Back and neck pain are hard to get away from for office workers. It's important to stay ahead of any injuries, even while sitting. Your routine at work may not include getting up and moving around, but it a necessity for your life-long mobility. If you are spending several days per week sitting at a desk, take these steps seriously.
If you have been experiencing pain and discomfort for a long period of time without relief, schedule your complimentary consultation with Dr. Davis to correct any misalignments and retrain your spine.
Here are a few tips and tricks while sitting at your desk each day:
Forearms should be parallel to the floor whether you are sitting or standing at your desk.
Computer screens should be at eye level to help with slouching and looking down.
Change position often.
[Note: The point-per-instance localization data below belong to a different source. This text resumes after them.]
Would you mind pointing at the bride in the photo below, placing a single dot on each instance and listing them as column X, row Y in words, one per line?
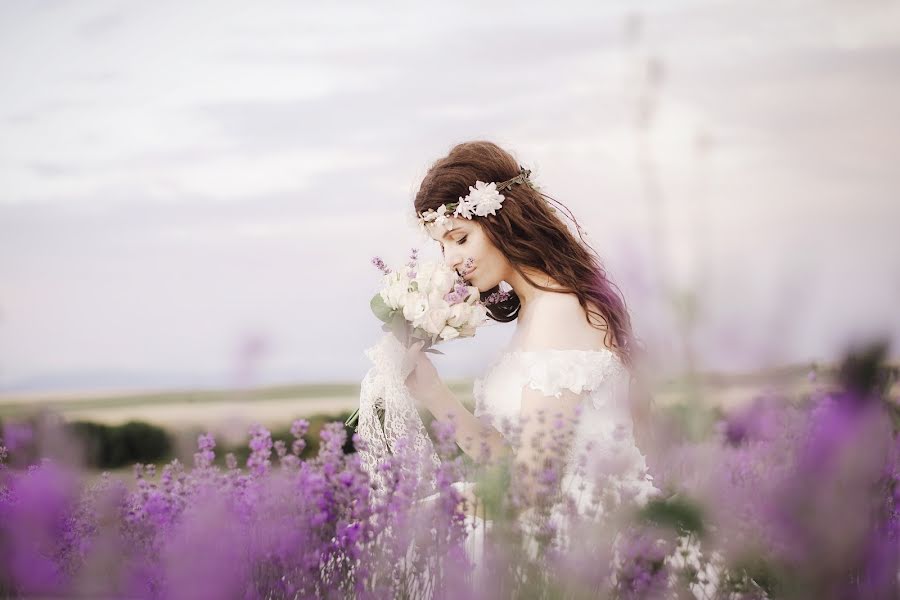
column 572, row 354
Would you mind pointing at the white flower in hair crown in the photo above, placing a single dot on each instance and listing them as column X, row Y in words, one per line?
column 483, row 199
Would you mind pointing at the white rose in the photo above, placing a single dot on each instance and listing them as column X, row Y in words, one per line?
column 448, row 333
column 459, row 315
column 435, row 319
column 442, row 279
column 479, row 312
column 395, row 295
column 424, row 272
column 415, row 306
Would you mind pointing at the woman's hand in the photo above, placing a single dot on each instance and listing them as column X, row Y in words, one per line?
column 423, row 382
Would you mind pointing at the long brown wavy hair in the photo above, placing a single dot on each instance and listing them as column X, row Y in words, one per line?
column 530, row 234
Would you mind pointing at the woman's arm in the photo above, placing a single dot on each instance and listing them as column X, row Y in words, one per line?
column 469, row 431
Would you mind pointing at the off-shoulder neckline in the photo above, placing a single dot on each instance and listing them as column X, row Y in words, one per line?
column 509, row 354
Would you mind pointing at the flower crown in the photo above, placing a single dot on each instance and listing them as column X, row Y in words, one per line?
column 483, row 199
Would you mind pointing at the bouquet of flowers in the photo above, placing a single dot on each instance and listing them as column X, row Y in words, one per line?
column 427, row 301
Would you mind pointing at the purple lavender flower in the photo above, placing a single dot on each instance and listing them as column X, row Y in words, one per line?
column 379, row 264
column 497, row 297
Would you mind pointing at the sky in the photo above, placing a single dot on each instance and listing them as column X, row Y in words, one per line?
column 192, row 192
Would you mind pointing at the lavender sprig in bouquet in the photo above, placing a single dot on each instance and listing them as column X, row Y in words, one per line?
column 426, row 301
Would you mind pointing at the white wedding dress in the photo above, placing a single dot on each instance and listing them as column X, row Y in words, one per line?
column 604, row 433
column 614, row 467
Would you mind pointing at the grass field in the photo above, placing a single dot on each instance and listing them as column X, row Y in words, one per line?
column 276, row 405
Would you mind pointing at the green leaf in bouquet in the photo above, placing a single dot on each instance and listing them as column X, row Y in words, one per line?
column 381, row 309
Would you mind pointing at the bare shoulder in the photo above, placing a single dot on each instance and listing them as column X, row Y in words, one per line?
column 559, row 321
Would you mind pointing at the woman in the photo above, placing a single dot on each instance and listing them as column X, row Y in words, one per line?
column 573, row 351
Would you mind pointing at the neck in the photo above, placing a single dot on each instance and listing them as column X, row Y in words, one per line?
column 525, row 290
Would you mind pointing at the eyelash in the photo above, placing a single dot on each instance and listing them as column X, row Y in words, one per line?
column 460, row 241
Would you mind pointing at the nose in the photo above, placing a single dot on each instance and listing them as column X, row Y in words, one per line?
column 453, row 260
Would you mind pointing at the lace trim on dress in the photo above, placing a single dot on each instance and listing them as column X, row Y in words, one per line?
column 552, row 371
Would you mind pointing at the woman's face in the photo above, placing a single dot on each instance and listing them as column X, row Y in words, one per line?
column 468, row 240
Movement and taking breaks help relax your body and your mind. Stand up, move around, take in some deep breaths then get back to it.
Stretching is always good. It keeps the blood supply and oxygen fresh to get to and from your muscles.
Sit with your feet flat on the ground.
Move your shoulders back and chest out and open.
Keep your hips straight and flat on the seat of your chair.
Use a workout ball as a chair, stand, or place ball in mid-low back to lumbar support.
Drink plenty of water! Yes, it makes a big difference for those muscles and joints, even while sitting.
You may be the goofy-looking, good posture staff member, but you will be the most productive! Share the good word about better posture at your desk to help those around you.